Rapports des membres au sein de la Coopérative de Consommateurs Göta, en Suède.
Informations
La coopérative de consommateurs Göta, Göta Kf, travaille avec les rapports des membres depuis 1995. Lorsque Göta Kf a commencé à travailler avec les rapports des membres, il y avait un besoin d'accorder la priorité aux questions relatives à la démocratie des membres. L'attention est donc centrée sur les thèmes relatifs à l'adhésion et autres sujets importants qui y sont liés. La bilan ne représente donc pas un bilan social complet.
Objectif et bénéfices
Pour Göta Kf, les rapports des membres sont des outils destinés à :
- diriger, évaluer et améliorer l'entreprise;
- renforcer le profil de l'entreprise;
- développer le principe de démocratie des membres;
- améliorer l'efficacité et la répartition des ressources.
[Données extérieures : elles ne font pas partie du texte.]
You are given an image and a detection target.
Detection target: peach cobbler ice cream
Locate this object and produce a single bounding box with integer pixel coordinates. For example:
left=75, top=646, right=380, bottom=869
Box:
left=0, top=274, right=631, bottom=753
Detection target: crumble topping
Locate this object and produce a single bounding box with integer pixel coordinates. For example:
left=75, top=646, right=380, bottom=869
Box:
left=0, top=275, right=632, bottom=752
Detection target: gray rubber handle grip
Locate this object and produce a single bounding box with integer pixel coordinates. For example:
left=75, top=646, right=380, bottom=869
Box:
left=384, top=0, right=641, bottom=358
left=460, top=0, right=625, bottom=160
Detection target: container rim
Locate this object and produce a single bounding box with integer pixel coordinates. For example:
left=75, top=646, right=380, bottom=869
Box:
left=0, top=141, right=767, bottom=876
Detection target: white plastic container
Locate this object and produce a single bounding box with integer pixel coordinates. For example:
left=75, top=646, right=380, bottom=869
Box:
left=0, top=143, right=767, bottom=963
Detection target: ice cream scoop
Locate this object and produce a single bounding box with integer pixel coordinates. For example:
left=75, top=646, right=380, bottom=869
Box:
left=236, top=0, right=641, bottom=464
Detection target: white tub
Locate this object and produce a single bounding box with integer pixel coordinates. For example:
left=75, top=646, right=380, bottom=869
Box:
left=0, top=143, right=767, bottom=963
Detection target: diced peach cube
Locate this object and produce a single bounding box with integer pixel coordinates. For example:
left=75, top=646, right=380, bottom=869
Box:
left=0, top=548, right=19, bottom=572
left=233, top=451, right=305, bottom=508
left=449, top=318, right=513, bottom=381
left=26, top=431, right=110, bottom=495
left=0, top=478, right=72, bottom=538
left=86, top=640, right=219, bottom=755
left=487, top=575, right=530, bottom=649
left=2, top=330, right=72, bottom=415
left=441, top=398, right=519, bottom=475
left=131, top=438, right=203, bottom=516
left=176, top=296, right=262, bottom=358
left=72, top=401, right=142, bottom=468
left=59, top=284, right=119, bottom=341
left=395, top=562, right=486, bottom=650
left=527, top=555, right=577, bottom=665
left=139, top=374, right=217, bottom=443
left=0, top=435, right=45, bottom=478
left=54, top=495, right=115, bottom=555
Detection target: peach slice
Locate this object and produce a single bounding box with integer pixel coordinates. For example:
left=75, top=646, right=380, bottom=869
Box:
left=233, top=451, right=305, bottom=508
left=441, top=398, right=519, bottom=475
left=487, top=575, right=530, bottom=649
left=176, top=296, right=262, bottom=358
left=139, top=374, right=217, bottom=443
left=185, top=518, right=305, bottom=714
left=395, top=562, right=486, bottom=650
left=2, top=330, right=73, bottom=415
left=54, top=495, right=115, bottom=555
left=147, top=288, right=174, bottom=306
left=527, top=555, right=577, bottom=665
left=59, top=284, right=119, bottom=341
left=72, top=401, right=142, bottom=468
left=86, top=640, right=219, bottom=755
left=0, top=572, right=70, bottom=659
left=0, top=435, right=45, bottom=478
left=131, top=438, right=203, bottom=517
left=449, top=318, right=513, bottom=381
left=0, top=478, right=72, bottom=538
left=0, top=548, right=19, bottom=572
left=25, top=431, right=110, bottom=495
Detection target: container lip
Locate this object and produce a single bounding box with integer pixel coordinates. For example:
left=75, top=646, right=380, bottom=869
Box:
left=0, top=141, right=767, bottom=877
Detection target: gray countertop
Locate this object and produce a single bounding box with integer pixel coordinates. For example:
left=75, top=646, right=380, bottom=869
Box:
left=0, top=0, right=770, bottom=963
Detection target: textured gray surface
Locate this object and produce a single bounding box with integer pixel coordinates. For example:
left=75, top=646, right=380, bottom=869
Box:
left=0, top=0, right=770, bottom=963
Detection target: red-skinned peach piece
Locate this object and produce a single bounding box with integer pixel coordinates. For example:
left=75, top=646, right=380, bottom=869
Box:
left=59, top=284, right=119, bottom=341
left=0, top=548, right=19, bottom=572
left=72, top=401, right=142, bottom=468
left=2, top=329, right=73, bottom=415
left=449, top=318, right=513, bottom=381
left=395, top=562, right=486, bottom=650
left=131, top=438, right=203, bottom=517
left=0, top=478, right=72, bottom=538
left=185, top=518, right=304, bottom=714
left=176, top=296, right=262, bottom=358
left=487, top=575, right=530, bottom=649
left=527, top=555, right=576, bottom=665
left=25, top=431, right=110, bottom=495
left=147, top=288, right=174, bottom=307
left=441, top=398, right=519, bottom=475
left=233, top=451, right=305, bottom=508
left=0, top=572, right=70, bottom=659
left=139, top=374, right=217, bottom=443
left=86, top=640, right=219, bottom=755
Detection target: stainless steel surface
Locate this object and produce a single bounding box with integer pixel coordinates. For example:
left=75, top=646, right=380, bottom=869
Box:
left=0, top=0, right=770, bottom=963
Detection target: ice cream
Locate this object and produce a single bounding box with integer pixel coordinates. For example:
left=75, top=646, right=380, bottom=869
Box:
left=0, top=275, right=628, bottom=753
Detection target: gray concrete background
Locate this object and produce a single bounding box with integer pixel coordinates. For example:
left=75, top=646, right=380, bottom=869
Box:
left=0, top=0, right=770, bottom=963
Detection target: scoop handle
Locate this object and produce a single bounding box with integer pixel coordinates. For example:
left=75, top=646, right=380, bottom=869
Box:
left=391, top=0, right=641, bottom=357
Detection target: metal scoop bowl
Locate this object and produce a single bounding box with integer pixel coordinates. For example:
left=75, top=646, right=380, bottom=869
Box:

Le rapport des membres permet d'évaluer certaines valeurs relatives à l'adhésion. Les rapports apportent plusieurs bénéfices à Göta Kf. Elle a renforcé son profil coopératif ainsi que ses idées coopératives. Cependant, les rapports ont également permis un développement général des coopératives ainsi qu'une meilleure efficacité. Un meilleur dialogue avec les membres constitue un autre bénéfice. Les rapports des membres ont donc apporté des bénéfices non seulement aux membres mais également à l'organisation.
Le processus
Göta Kf a commencé avec un modèle simple. Le rapport des membres est un processus et Göta Kf le est en train de le développer étape par étape. La coopérative est convaincue qu'il est préférable de commencer de façon simple et d'établir avec fermeté le processus dans l'organisation. Il est ainsi plus facile de démarrer et de travailler à long terme. Il est également plus facile pour les membres et les employés de comprendre et de prendre part au processus. Les rapports des membres connaissent de plus en plus de succès, notamment en raison de leur développement et des résultats des travaux.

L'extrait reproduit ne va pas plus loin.